Don't expect protein to do this. It won't. Protein prevents serotonin from being made. This is why we want dessert after eating several ounces of protein for dinner. Our hunger is gone, but our appetite makes us yearn for dessert.
Alas, carbohydrates are the bane of many diet plans, and with good reason. If they are forbidden or severely restricted, then the dieter can't indulge in fat-rich ice cream, pie crust, cookies, fried breading on chicken, potato chips, sour-cream drenched potatoes, cheese smothered pasta or cream cheese laden bagels. In other words, removing carbohydrates means eliminating the butter, cheese, and lard that may make up 70 % of the calories in the carbohydrate food.

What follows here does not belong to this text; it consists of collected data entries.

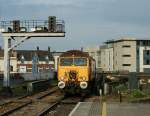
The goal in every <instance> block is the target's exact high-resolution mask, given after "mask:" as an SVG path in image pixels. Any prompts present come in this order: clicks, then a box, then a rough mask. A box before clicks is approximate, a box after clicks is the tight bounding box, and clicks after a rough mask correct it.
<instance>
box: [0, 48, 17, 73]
mask: <svg viewBox="0 0 150 116" xmlns="http://www.w3.org/2000/svg"><path fill="white" fill-rule="evenodd" d="M3 71H4V50H2V49H0V72H3ZM10 71H11V72H17V54H16V52H14V51H10Z"/></svg>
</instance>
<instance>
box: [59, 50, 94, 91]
mask: <svg viewBox="0 0 150 116" xmlns="http://www.w3.org/2000/svg"><path fill="white" fill-rule="evenodd" d="M57 75H58V87H59V88H60V89H61V90H62V91H63V92H65V93H71V94H75V93H89V92H90V90H92V87H93V84H94V78H95V75H96V63H95V60H94V59H93V58H92V57H90V56H89V54H88V53H85V52H82V51H80V50H70V51H67V52H64V53H63V54H61V55H60V57H59V59H58V74H57Z"/></svg>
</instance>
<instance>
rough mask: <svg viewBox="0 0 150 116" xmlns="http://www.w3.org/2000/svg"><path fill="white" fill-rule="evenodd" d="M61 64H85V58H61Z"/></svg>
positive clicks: (76, 65)
mask: <svg viewBox="0 0 150 116" xmlns="http://www.w3.org/2000/svg"><path fill="white" fill-rule="evenodd" d="M60 65H61V66H72V65H74V66H87V58H61V59H60Z"/></svg>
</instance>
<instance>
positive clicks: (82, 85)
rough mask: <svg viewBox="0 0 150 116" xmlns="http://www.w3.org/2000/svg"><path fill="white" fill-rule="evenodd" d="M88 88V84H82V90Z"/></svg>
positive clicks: (84, 82)
mask: <svg viewBox="0 0 150 116" xmlns="http://www.w3.org/2000/svg"><path fill="white" fill-rule="evenodd" d="M87 86H88V84H87V82H80V87H81V89H86V88H87Z"/></svg>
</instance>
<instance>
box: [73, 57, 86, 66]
mask: <svg viewBox="0 0 150 116" xmlns="http://www.w3.org/2000/svg"><path fill="white" fill-rule="evenodd" d="M74 65H75V66H87V59H86V58H74Z"/></svg>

But what these diet programs rarely tell the dieter is that removing carbohydrates removes the ability of the brain to turn off eating and turn on satiety. Removing carbohydrates prevents the brain from making serotonin.
There are many fat-free carbohydrates, and these are the carbohydrates that should be eaten to make serotonin. Low-fat breakfast cereal, e.g. Cheerios, will provide about 30 grams of carbohydrate in ¾ of cup at a caloric cost of about 110 calories and certainly fits into a diet plan. If the cereal, or another appropriate carbohydrate snack is consumed on a relatively empty stomach, the appetite controlling force of serotonin will be activated.
What diet plans also fail to mention is that increasing serotonin by eating carbohydrates has another benefit. You feel good. Serotonin is a mood-booster. This brain chemical won't take away unemployment problems, lonely Sunday afternoons, worry over bills or teenagers, or the mood and sleep changes of perimenopause. But it will make you feel calm, less grumpy, more energetic, more focused, and better able to cope with your problems.
So if eating a baked potato without butter or sour cream or munching on a cup of frosted flakes improves your mood and shuts off your appetite, what's to lose? Only your weight.